Passant de la lettre aux mots, Jaffeux poursuit sa quête de ce que ces derniers ouvrent face au silence énigmatique. Car si l’écriture ou la parole semble mettre fin au silence, cet ébruitement — qu’il s’affranchisse ou non de la rhétorique, qu’il cherche à stimuler et nourrir l’imaginaire — ne donne pas forcément un sens sûr et stable quels que soient les voies, voix ou supports.
Scripturographie, écriture informatique, oralité rien n’étaie la moindre incorruptibilité du discours. Certes, chaque médium tente de naviguer sur le flux des consciences — mais l’inconscient demeure insondable.
Pour autant Jaffeux, dans les “3 735 542 octets de son texte, signale les limites de l’écriture ordinaire sans pallier à ses insuffisances”. Toute écriture (musicale, filmique comprises) reste un traitement plus ou moins palliatif à ce qui ne peut se dire, s’écrire, s’imager, se chanter, etc..
L’auteur continue néanmoins de sortir les langages de leurs cadres, logiques, montages. Il sait qu’aucune méthode — artisanale ou industrielle — ne peut créer des déplacements impromptus.
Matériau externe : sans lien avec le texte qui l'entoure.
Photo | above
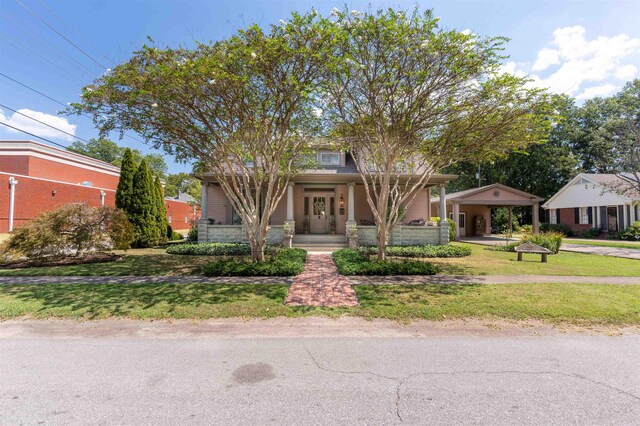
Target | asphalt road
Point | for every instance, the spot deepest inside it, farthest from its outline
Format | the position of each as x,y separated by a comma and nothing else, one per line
563,379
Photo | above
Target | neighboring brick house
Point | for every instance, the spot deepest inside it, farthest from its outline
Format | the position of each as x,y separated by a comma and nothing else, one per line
588,201
42,178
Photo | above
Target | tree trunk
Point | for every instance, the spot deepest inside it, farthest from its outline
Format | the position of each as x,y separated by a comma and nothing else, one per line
383,239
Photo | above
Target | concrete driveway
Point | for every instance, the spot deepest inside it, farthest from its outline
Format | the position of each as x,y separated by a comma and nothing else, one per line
117,377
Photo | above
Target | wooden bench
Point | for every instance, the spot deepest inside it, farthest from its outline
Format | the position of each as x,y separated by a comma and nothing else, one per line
529,247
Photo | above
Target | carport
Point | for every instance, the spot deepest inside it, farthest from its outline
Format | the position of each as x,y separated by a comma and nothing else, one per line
472,208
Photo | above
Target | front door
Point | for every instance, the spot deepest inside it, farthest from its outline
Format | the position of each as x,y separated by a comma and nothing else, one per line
318,220
612,216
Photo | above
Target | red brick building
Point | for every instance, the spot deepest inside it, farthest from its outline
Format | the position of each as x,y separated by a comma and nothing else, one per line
42,178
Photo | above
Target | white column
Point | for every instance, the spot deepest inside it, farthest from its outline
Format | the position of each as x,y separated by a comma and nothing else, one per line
203,202
456,218
443,203
290,203
351,203
12,196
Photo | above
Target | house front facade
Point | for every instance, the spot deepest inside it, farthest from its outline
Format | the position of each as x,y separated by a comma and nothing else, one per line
589,201
322,204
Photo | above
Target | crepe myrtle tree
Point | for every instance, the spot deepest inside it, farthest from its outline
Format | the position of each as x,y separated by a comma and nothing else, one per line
407,98
241,108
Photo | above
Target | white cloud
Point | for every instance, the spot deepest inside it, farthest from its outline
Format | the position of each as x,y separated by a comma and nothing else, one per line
592,92
31,126
573,64
546,57
627,72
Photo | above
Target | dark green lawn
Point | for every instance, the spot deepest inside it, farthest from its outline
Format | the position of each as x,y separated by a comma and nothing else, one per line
557,303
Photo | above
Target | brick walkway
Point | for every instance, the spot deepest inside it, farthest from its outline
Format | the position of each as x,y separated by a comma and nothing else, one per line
321,285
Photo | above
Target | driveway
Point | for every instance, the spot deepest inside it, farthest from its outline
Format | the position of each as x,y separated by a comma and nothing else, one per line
566,246
113,377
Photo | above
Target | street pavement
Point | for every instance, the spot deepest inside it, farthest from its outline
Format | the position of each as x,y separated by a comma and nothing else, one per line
108,377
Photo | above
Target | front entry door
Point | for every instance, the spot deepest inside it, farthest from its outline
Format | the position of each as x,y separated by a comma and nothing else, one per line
318,220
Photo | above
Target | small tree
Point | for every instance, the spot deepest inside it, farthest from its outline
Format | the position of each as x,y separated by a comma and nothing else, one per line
72,230
143,208
407,99
161,210
240,107
124,192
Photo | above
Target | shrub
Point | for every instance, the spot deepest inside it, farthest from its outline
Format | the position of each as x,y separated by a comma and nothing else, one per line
552,227
352,262
287,262
631,233
591,233
216,249
422,251
72,230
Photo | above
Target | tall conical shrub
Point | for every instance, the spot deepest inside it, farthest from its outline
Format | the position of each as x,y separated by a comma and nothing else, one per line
143,208
161,210
124,192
Toutefois, il souligne combien la destruction du discours ne pourrait être possible que par un souffle inventif. Jaffeux en a proposé dans d’autres livres des propulsions. Ici, il présente les heurts et limites d’une “culbute” qui découvre au mieux “la matière brute d’une langue spiritualisée”. Si bien que tout langage “tourne autour d’un alphabet vide qui ne change pas”.
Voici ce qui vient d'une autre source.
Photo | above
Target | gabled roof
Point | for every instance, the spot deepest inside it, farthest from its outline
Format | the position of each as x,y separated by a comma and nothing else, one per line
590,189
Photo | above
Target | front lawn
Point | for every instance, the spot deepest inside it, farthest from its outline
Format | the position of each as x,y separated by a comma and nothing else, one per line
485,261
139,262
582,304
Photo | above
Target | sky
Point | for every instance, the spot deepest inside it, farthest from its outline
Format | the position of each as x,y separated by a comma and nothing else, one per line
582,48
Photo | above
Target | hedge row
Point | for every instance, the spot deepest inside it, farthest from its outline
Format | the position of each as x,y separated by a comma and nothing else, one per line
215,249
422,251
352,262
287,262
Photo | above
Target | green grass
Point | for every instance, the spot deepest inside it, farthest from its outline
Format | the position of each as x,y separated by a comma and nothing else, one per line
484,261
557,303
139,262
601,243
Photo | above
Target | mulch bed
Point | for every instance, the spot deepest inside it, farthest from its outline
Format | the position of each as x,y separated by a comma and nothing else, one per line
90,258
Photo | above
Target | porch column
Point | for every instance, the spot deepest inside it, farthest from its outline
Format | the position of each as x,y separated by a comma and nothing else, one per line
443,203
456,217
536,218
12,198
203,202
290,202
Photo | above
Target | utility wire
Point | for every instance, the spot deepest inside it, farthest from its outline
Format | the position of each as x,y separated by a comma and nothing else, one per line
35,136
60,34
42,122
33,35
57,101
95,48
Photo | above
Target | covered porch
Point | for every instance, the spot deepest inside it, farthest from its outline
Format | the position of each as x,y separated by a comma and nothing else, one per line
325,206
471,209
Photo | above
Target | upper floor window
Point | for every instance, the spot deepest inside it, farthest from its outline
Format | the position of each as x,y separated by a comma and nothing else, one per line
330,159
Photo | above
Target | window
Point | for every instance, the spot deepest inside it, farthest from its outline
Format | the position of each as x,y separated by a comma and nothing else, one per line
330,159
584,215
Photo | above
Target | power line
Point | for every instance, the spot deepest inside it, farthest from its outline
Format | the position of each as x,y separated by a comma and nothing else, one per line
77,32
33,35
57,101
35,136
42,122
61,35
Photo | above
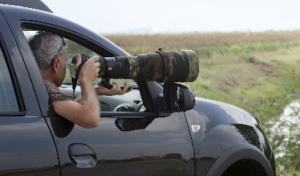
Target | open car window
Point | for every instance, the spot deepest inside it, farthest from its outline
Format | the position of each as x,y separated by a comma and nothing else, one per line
129,102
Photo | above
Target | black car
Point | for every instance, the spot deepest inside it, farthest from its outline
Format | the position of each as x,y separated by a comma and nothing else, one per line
135,136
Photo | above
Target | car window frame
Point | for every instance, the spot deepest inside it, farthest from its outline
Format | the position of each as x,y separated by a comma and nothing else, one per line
14,81
83,40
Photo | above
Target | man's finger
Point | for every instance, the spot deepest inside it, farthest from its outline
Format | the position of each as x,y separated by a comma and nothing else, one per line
124,88
78,60
95,58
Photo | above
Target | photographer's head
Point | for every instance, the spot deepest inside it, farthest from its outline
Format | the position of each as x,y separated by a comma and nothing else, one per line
50,51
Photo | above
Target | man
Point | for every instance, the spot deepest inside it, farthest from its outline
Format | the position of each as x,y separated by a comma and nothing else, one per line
50,51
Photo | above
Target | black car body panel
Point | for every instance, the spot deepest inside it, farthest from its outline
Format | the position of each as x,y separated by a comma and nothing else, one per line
158,144
224,127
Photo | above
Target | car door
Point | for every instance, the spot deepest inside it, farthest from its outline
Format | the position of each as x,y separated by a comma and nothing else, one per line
26,146
125,143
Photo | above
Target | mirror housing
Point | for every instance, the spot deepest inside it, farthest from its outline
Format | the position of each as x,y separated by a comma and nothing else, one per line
186,98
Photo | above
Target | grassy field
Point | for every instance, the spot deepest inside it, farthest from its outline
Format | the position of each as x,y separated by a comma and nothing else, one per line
255,71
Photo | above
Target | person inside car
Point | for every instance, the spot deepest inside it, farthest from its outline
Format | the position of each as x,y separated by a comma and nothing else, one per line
50,51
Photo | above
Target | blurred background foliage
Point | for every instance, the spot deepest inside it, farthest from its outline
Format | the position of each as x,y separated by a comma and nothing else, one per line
254,71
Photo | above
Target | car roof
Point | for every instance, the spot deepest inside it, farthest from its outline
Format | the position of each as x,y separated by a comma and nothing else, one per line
20,15
34,4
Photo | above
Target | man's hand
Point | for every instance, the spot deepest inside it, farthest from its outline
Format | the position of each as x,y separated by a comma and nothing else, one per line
87,112
115,90
90,69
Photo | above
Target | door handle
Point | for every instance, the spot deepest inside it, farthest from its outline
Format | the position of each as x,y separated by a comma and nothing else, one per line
82,155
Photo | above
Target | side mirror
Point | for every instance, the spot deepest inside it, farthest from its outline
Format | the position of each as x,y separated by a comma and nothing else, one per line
186,98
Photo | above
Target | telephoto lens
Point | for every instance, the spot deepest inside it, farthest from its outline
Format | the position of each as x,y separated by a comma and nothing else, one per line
161,66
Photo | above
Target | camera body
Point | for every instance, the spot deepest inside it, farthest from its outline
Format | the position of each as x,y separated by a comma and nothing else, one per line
73,69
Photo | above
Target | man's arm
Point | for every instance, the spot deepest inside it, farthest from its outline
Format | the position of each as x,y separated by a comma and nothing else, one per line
87,112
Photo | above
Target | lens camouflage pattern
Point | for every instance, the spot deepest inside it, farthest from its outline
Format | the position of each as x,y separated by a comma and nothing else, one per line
162,66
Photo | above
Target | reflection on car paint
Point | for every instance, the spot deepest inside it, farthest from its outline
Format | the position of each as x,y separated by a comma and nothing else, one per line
146,147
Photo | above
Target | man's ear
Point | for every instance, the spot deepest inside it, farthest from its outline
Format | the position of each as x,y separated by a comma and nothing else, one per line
56,64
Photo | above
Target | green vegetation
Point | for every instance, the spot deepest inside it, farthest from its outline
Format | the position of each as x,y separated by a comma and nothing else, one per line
254,71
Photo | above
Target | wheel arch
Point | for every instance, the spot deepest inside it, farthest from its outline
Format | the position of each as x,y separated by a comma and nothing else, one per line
236,153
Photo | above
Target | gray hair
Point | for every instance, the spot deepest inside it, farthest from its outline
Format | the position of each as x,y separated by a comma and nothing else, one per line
45,46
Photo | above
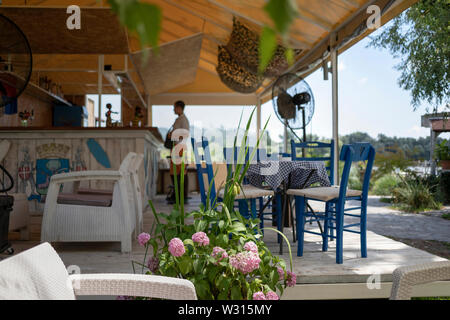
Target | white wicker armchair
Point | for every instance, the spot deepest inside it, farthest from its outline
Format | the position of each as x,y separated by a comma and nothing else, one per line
66,221
40,274
404,278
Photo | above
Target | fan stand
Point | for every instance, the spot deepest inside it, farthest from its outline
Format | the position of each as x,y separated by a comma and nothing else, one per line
286,125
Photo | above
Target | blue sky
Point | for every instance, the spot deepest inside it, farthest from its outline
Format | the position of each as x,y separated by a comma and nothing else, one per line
370,100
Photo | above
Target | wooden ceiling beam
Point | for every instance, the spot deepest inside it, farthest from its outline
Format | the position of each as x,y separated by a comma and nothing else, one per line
192,12
351,3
Néanmoins, tout reste encore “à suivre” et la quête de Jaffeux se poursuit. Elle a de beaux jours devant elle même si la lettre et l’être resteront sans doute inconciliables sinon avec la “jouissance de l’idiot” dont parle Lacan.
Mais n’est-ce pas ce qui justifie tout langage ?
jean-paul gavard-perret
Philippe Jaffeux, Mots, Lanskine, Paris, 2019, 176 p. — 20,00 €.
« Il sait qu’aucune méthode — artisanale ou industrielle — ne peut créer des déplacements impromptus. »
Oui! Poursuivre au pied de la lettre ou pas.